Which show is it!?!?!?! I hope it's one I'm going to, I can cheer you on! I think you should definitely do it.


----------



## CarolinaCasey (Jun 1, 2007)

I don't know if this is a good idea. The reason is because, if she wasn't sold to you as a show puppy, she might not represent what the breeder wants "out there" to show for her breeding program even if she is an awesome pet. Also, she likely doesn't have full registration which wouldn't allow her to be shown in conformation. I know that Baby J is beautiful but I think that she will be happier at home.


----------



## Claire's Friend (Feb 26, 2007)

I think they would love for me to show her, but you're right, I better ask. The show is a Norcal show in Pleasanton in Oct.


----------



## HiTideGoldens (Dec 29, 2009)

I didn't even think of that, I assumed you had spoken to your breeder about showing her. Definitely talk to them first.

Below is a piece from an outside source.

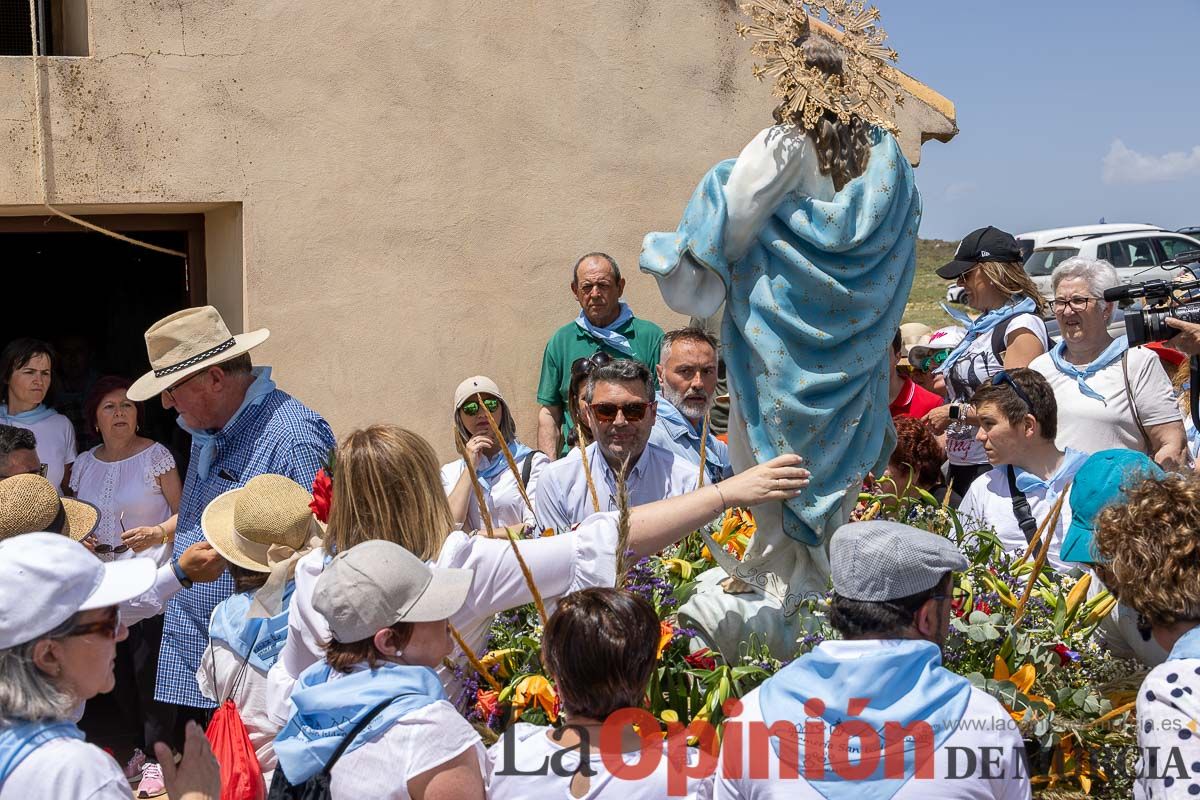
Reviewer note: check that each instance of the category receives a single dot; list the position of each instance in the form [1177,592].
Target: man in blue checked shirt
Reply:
[241,426]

I will possibly be at NorCal. I went last year and it was really fun! Total GR disneyland


----------



## kwhit (Apr 7, 2008)

Claire's Friend said:


> The show is a Norcal show in Pleasanton in Oct.


This is the best show! I go every year...love to look at all the merchandise. We should plan to all meet up there.


----------



## Claire's Friend (Feb 26, 2007)

Well then I will definately plan on going either way. Should be fun !!!


----------



## Karen519 (Aug 21, 2006)

*Baby J*

When do you get Baby J?
How is Jelly Bean?


----------



## Claire's Friend (Feb 26, 2007)

Baby J comes home June 19th. Mary is keeping Jelly Bean forever, so she will be my niece dog. She is doing great and will probably end up being Baby J's best friend.


----------



## Karen519 (Aug 21, 2006)

*Susan Marie*

Won't be long now until Baby J is home!
SO glad that Mary is keeping Jelly Bean forever and that the girls will be friends!!


----------